200,000 gas stations in the U.S.
14,000 McDonalds' in the U.S.
10,000 Starbucks in the U.S.

Tuesday, June 8, 2010

This could be MY motto!

Just found this awesome, useful website! Love Food Hate Waste! Check it out!

Tips and recipes to reduce food waste - Love Food Hate Waste

From their website: Every year in the UK we throw away £12 billion worth of food that could have been eaten. Love Food Hate Waste is a campaign from WRAP (Waste & Resources Action Programme) that shows that by doing easy, practical, everyday things in the home we can all waste less food, which ultimately benefits our purses and the environment, too. If we all stopped wasting food that could have been eaten, it would have the same environmental impact as taking 1 in 4 cars off UK roads. has lots of delicious recipes to use up leftovers, handy hints and tips for storing food to make it last longer, a portion calculator to help you cook the right amount, and information on what food date labels mean. There is something for everyone, whether you are a keen cook, or simply want to reduce the amount of food you throw away.

Monday, June 7, 2010

Wish we could recycle polystyrene cups, plates, etc. here

Wrote this letter to Dart Container Corporation:

Dear Dart,

I think it's absolutely fantastic that you've opened polystyrene foam
recycling drop-off facilities in the United States and Canada! Please
consider opening one in Minnesota, and all 50 states and Canadian
provinces for that matter. There is a definite need for such
facilities everywhere because so many businesses and consumers use
Dart's products. Please give this some serious consideration as a
product stewardship initiative.

Thank you,

Nancy Lo
Minneapolis MN

and I got a speedy response back saying thanks, but we can't open drop-off sites where we don't have a physical presence because monitoring and collecting the material is too difficult. Oh well, I had to try. I did find out they have 2 portable recycling programs, CARE (Cups Are REcylable) and Recycla-Pak. Some videos are available for watching, too (a little heavy on the self-promotional angle).

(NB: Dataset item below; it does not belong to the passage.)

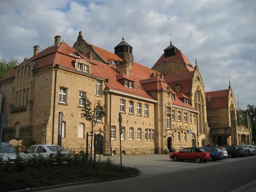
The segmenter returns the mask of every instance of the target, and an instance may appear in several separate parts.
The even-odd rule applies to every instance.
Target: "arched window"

Who thinks it's nuts that I'm contemplating driving to Illinois to recycle about 10 garbage bags full of polystyrene foam cups, plates, containers and trays? They're threatening to topple over in the garage.

Friday, June 4, 2010

Totally green, totally adorable and functional

I got the cutest, greenest handmade felted potholders at the Edina Art Fair today. They're made by Fat Tomato Designs, aka Julie Case of Madison, Wis., ENTIRELY out of recycled and/or repurposed materials: wool, liners and even the thread. Julie's husband, Krome, told me how the family scours Goodwill and secondhand stores for the right sweaters. She also sells purses, oven mitts and stockings. If you like what you see, they'll be at the Uptown Art Fair Aug 6-8.

Thursday, June 3, 2010

Plastic garden pots recycling

A neighbor asked me about this yesterday, so I thought I'd write a post. Plastic pots, polystyrene trays and hanging pots that you buy plants in can be recycled at many garden centers through the Minnesota Nursery & Landscape Association's Garden Plastic Recycling Program. I've noticed that a few places have either dropped out of the program or decided to participate in just the twice-offered collection times, so check the list to make sure the place near you still takes pots. Full details here.